Tentaram calar Marielle, pois achavam que essa seria uma forma de calar a todos nós, mas enquanto a maior parte da população encarcerada for negra, enquanto as taxas de feminicídios continuar a crescer entre mulheres negras, enquanto a nossa cultura for criminalizada e invisibilizada, enquanto continuarmos a ocupar subempregos e nossos corpos forem objeto de lucro para este Estado racista, não nos calaremos!

A branquitude parece ter chegado ao limite do que está disposta a negociar e isso se expressa no resultado dessas eleições. Mas resistência é nosso sobrenome. Resistimos até aqui.
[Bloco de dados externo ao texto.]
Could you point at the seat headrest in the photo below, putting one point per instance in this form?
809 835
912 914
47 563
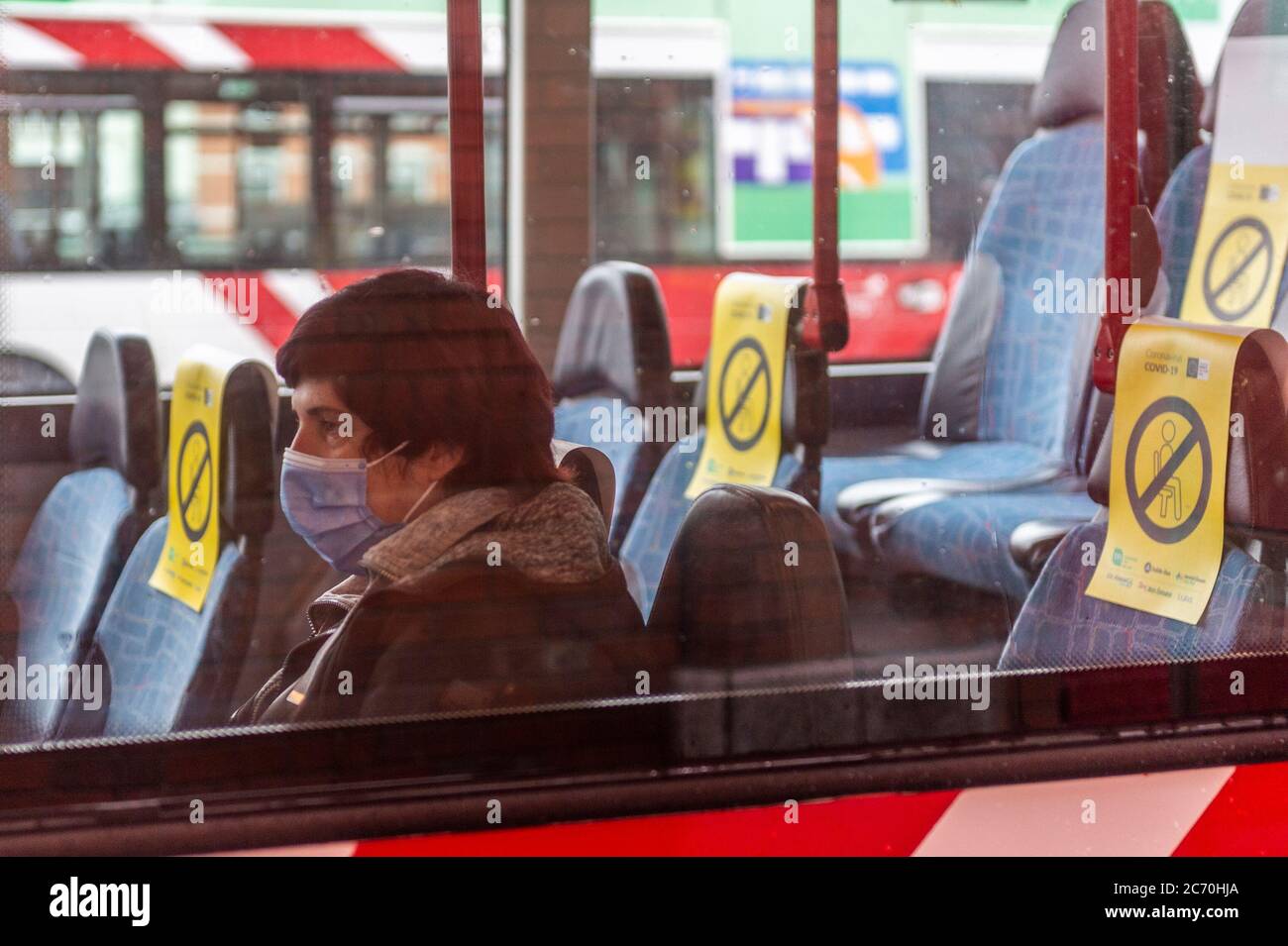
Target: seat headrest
1254 18
1256 489
751 580
591 472
248 488
117 416
1073 84
614 338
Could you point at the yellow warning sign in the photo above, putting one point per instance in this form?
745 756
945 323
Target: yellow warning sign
1239 250
745 382
1167 484
192 537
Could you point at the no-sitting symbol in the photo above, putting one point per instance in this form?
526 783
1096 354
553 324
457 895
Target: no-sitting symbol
1167 441
1237 269
194 481
745 394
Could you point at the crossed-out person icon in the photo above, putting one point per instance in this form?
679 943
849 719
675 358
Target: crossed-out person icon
1168 495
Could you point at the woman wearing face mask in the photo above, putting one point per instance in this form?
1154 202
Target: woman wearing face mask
423 469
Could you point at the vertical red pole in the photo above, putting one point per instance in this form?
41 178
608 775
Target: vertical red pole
465 141
833 325
1121 175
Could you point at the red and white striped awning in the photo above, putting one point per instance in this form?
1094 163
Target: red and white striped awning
42 38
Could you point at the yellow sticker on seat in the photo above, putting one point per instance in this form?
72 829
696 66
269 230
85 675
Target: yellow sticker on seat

A saída para a segurança pública, para uma sociedade mais justa e igualitária passa obrigatoriamente por desmontar o racismo estrutural. Por construirmos uma sociedade socialmente justa, em que a vida humana seja prioridade.

Por isso no dia 20/11, às 13h no vão do MASP em São Paulo, estaremos todas e todos juntos na XV Marcha da Consciência Negra.

Por justiça para Marielle, pelo direito a viver com dignidade, sermos respeitados e realmente livres.